The new program — “Apple Services Performance Partner Program for Apple Podcasts” (whew!) — will be open to anyone. However, the company believes it will make the most sense for publishers and creators who already have an audience and several marketing channels to share these new affiliate links. When users convert by clicking through one connection and subscribing to a premium podcast, the partner will receive a one-time commission at 50% of the podcast subscription price after accumulating their first month of paid service.

So, for example, if a paid podcast were charging subscribers $5 per month, the commission would be $2.50. This commission would apply for every new subscriber that signed up through the affiliate channel, and there’s no cap. Podcast creators can also use the affiliate links to promote their own paid programs, which would allow them to generate incremental revenue.

While anyone can apply to join the affiliate program, there is an approval process involved. This is mainly about keeping spammers out of the program and ensuring that those signing up do have some marketing channels to distribute the links. The sign-up form asks for specific criteria — like how many channels are available and how the partner intends to use them to promote the affiliate links, among other things.

The program will be made available to anyone in the 170 countries and regions where paid podcasts subscriptions are being made available. Once approved and signed in, affiliate partners will access an online dashboard to create links (i.e., shortened URLs) much like any other affiliate program.
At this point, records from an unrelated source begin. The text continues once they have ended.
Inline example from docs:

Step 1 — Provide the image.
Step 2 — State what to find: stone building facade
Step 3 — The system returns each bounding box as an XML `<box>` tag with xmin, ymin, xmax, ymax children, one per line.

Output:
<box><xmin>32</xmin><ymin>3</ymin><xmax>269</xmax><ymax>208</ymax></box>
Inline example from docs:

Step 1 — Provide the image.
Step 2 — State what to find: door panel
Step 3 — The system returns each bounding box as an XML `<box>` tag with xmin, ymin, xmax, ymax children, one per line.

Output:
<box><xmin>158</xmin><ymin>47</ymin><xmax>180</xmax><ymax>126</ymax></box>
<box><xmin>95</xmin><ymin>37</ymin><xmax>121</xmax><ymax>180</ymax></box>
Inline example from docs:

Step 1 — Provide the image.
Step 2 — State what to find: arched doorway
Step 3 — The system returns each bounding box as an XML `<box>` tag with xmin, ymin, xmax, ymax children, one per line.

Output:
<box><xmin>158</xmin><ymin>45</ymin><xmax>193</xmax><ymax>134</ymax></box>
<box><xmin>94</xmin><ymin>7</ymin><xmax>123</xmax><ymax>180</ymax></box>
They can also create multiple URLs for an individual podcast to make it easier to track how well different channels are performing. The URLs can be posted on their own, tied to a “Listen on Apple Podcasts” badge or made available as a QR code. The latter may make more sense when live events return, as it could be printed on signage or in flyers that were distributed during a live taping, for example. It also could be used in other sorts of advertising, including both print and digital.
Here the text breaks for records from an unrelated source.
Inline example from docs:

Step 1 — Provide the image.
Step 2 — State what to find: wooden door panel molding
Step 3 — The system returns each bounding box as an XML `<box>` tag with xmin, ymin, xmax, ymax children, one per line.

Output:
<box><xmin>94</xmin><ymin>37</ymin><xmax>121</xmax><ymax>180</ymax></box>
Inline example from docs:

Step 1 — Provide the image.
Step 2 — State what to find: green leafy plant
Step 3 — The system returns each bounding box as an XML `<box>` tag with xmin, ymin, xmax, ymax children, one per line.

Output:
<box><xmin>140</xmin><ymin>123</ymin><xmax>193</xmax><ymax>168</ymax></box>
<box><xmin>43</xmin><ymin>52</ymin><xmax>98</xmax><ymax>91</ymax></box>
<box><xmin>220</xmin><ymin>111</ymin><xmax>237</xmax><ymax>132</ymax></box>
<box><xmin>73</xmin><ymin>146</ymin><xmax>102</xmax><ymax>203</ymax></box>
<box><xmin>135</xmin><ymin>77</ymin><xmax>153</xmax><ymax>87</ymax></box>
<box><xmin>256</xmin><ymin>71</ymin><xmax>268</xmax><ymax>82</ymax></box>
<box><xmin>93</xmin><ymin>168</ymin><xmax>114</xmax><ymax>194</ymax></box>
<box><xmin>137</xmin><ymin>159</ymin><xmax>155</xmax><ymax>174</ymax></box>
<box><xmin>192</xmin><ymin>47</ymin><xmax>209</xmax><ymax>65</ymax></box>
Though premium podcasts already existed, that often involved paying a podcaster directly to access a private RSS feed until more recently. More minor services like Stitcher also used subscriptions to provide paying customers with a series of perks, like ad-free listening and exclusive content. The new efforts by both Apple and Spotify are focused on wooing creators to their platforms, where they’ll take a cut of the subscription revenues. Spotify is waiving its 5% fee for the first two years, while Apple employs its usual model of 30% in year one that drops to 15% in year two.

While people can enroll in the new affiliate program starting today, paid podcasts aren’t launching until later this month, per Apple. When they do, those enrolled in the affiliate program will be able to create links and begin earning commissions on subscriptions.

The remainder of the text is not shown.